In August, after a Ferguson, Missouri police officer shot and killed a young, unarmed black man named Michael Brown, the reaction by local residents, civil rights activists, and the media instantly went nuclear. The DNA of our political and legal systems rest on principles of equality and color-blindness, and here was yet another example of a major genetic mutation that we've been unable to fix: young black men being murdered by the police because they're young and black. Still. Even in 2014, this happened, at a time when adults are supposed to be racially enlightened.

Ferguson checked several boxes. The town was mostly black and its police department was mostly white. The basic story was black and white, too. Eyewitnesses saw officer Darren Wilson shoot his weapon, over and over, at Brown. They saw him shoot Brown in the back. They saw him shoot Brown after Brown had stumbled from the shock of the first thwack, thwack, thwack, bullets having shattered his arm.

Predictably, the police department closed ranks around its officer. They pointed out that Brown had stolen some beer from a local convenience store moments earlier. They hinted he had marijuana in his system. They tried to stomp out the credibility of a dead teenager because the optics looked so awful for them. The police's instinctive defense backfired. The national media, especially cable news networks and enterprising liberal news websites, occupied Ferguson for days on end, looking for and finding evidence that the police were out of control, that racism was everywhere, and that Ferguson resembled forsaken third world cities where footage of confrontations between police and protestors was the norm.

Whenever a witness spoke up to cast doubt on the official narrative — that the shooting of Brown was simply a homicide committed by the state — the wisdom collective would give one of two responses. First, they'd say that the witness was wrong. If the witness refused to give his or her name, then his or her information was totally worthless. Had to be. Then they'd say, even if the witness was right, the underlying facts of the case were the same. Even if Brown had somehow gotten into an actual confrontation with the police, the shooting still represented something far more insidious than the sum of its parts.

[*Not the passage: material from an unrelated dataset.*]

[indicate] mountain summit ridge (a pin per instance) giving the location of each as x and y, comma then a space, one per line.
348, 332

Well — several months later, the official autopsy was found to be consistent with police accounts that the shooting came after Brown reached for the officer's gun during an altercation. And two reporters for The Washington Post, including a Pulitzer-Prize winning journalist whose reputation for holding powerful interests accountable is documented, write that "more than a half-dozen unnamed black witnesses have provided testimony to a St. Louis County grand jury that largely supports Wilson's account of events on Aug. 9," citing several sources who asked for anonymity. Forensic analysts who've read the autopsy largely support the conclusion that Brown had reached for Wilson's gun.

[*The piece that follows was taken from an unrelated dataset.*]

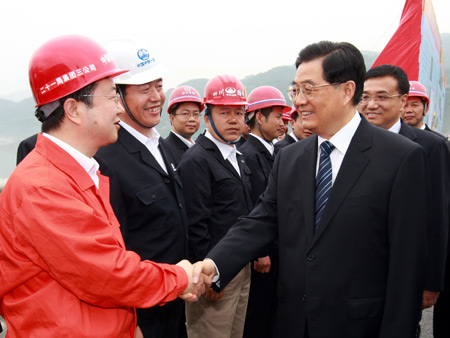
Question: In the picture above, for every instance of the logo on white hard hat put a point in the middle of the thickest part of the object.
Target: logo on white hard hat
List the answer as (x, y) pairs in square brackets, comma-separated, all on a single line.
[(230, 90), (143, 54)]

A lot of evidence hasn't been made public. The public is right to question the conclusion of government officials who might be sympathetic to the police. Still, at the very least, what we think we know about Ferguson is very likely not what actually happened.

Police militarization and an unequal justice system are real problems that deserve sustained scrutiny. These problems are more insidious than a rush to judgment against one particular officer, presumption of innocence be damned. So maybe the best thing to do would be to say, well, in this particular case, it turns out that the police officer might not have acted as wantonly as we thought. But it really doesn't matter, because the response to the shooting called attention to police abuse and discrimination in a way that resonated across the world. They had tanks! They threatened to killed reporters! The truth here is less important than Truth.

For the news media, though, the "injustice is the story, not Darren Wilson" story won't wash. Sometimes, what's true is hard to discern. The media made Ferguson a national story. The media did so based on a particular set of facts and assumptions that they then broadcast to viewers who (because we are so instinctively partisan) were inclined to reject, or accept, the fact of a bad police shooting based solely on what they were told. Now, some reporters and analysts will try to skew the evidence rather than admit that they got it wrong. Many others will say that because there's still so much we don't know and haven't read about the incident, it's premature to conclude anything. Others will say that, regardless of whether Brown struggled for Wilson's gun, firing nine shots at someone is never justified. Others will show pictures of tanks and tear gas, basically telling viewers that the reaction to the shooting by police was the real story all along, even more so than racism. The victim? Michael Brown? Eh.

The journey for racial justice rejects the notion that truth is an effect of power. It is based on the notion that truth transcends power. The media wants to be on the right side of history when it comes to race. Accepting truth wherever we find it, no matter how painful it is to our sensibilities, is even more important when fundamental issues of justice are at stake.